By Malalai Joya, the youngest member of the Afghan Parliament, from which she was suspended in May 2007. Described as "the bravest woman in Afghanistan", her memoir, A Woman Among Warlords: The Extraordinary Story of an Afghan Who Dared to Raise Her Voice, will be published later this year. She is speaking at a Stop the War public meeting in London on Thursday 23 July.
Malalai Joya: "Bravest woman in Afghanistan"
When the US and its allies replaced the Taliban with the old notorious warlords and fundamentalists of the Northern Alliance, I could see that the only change we would see was from the frying pan to the fire.
There have been a whole series of outrageous laws and court decisions in recent years. For instance, there was the disgusting law passed on the pretext of ‘national reconciliation’ that provided immunity from prosecution to warlords and notorious war criminals, many of whom sit in the Afghan Parliament.
At that time, the world media and governments turned a blind eye to it.
My opposition to this law was one of the reasons that I, as an elected MP from Farah Province, was expelled from Parliament in May 2007. More recently, there was the outrageous 20-year sentence handed down against Parvez Kambakhsh, a young man whose only crime was to allegedly distribute a dissenting article at his university.
We are told that additional US and NATO troops are coming to Afghanistan to help secure the upcoming presidential election. But frankly the Afghan people have no hope in this election – we know that there can be no true democracy under the guns of warlords, the drug trafficking mafia and occupation.
Most of the candidates are the known, discredited faces that have been part and parcel of the mafia-like, failed government of Hamid Karzai. We know that one puppet can be replaced by another puppet, and that the winner of this election will most certainly be selected behind closed doors in the White House and the Pentagon. I must conclude that this presidential election is merely a drama to legitimize the future US puppet.
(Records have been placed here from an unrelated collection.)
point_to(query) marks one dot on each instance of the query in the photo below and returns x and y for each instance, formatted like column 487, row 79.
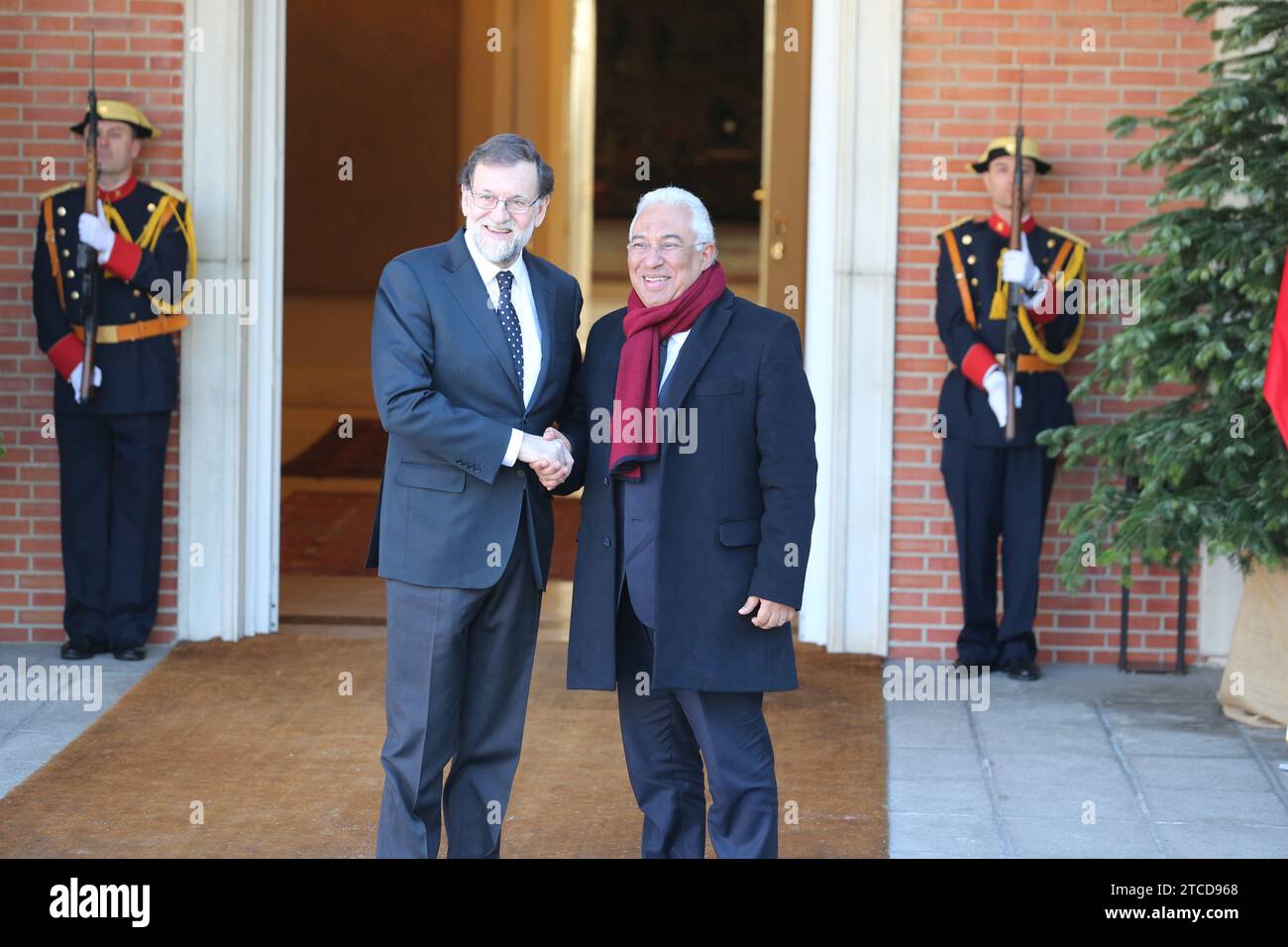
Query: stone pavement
column 33, row 732
column 1085, row 763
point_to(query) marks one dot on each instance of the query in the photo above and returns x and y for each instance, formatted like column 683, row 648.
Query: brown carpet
column 327, row 534
column 331, row 455
column 282, row 766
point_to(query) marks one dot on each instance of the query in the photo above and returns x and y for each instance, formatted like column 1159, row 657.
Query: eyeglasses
column 670, row 249
column 516, row 206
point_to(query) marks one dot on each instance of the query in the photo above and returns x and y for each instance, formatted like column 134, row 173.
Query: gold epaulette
column 172, row 191
column 1069, row 236
column 954, row 224
column 58, row 189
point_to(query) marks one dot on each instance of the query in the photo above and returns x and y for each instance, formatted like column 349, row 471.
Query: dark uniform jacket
column 154, row 241
column 973, row 348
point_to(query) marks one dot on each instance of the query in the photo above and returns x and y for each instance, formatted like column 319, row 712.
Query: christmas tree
column 1211, row 464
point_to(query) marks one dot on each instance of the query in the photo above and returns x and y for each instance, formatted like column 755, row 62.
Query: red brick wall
column 44, row 71
column 960, row 67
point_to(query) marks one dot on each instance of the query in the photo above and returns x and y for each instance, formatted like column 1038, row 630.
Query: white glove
column 1018, row 265
column 98, row 234
column 995, row 382
column 80, row 369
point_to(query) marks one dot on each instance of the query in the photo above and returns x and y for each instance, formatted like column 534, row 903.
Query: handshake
column 549, row 455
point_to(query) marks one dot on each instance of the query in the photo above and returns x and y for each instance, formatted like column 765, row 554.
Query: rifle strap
column 53, row 250
column 960, row 274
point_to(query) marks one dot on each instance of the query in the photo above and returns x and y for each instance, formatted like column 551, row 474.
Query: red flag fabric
column 1276, row 367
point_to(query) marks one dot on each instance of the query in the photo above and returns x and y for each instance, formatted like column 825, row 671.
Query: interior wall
column 384, row 91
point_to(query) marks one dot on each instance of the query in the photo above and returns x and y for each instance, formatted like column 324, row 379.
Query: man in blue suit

War has not brought liberation to Afghanistan
Just like in Iraq, war has not brought liberation to Afghanistan. Neither war was really about democracy or justice or uprooting terrorist groups; rather they were and are about US strategic interests in the region. We Afghans have never liked being pawns in the ‘Great Game’ of empire, as the British and the Soviets learned in the past century.
It is a shame that so much of Afghanistan’s reality has been kept veiled by a western media consensus in support of the ‘good war.’ Perhaps if the citizens of North America had been better informed about my country, President Obama would not have dared to send more troops and spend taxpayers’ money on a war that is only adding to the suffering of our people and pushing the region into deeper conflicts.
A troop ‘surge’ in Afghanistan, and continued air strikes, will do nothing to help the liberation of Afghan women. The only thing it will do is increase the number of civilian casualties and increase the resistance to occupation.
These countries are wasting their money and blood in Afghanistan and I, on behalf on my people, pay my condolences to those people who lost their sons, their loves, their husbands in Afghanistan and have been killed. They should raise their voices against the wrong policy of their governments.
To really help Afghan women, citizens in the US and elsewhere must tell their government to stop propping up and covering for a regime of warlords and extremists. If these thugs were finally brought to justice, Afghan women and men would prove quite capable of helping ourselves.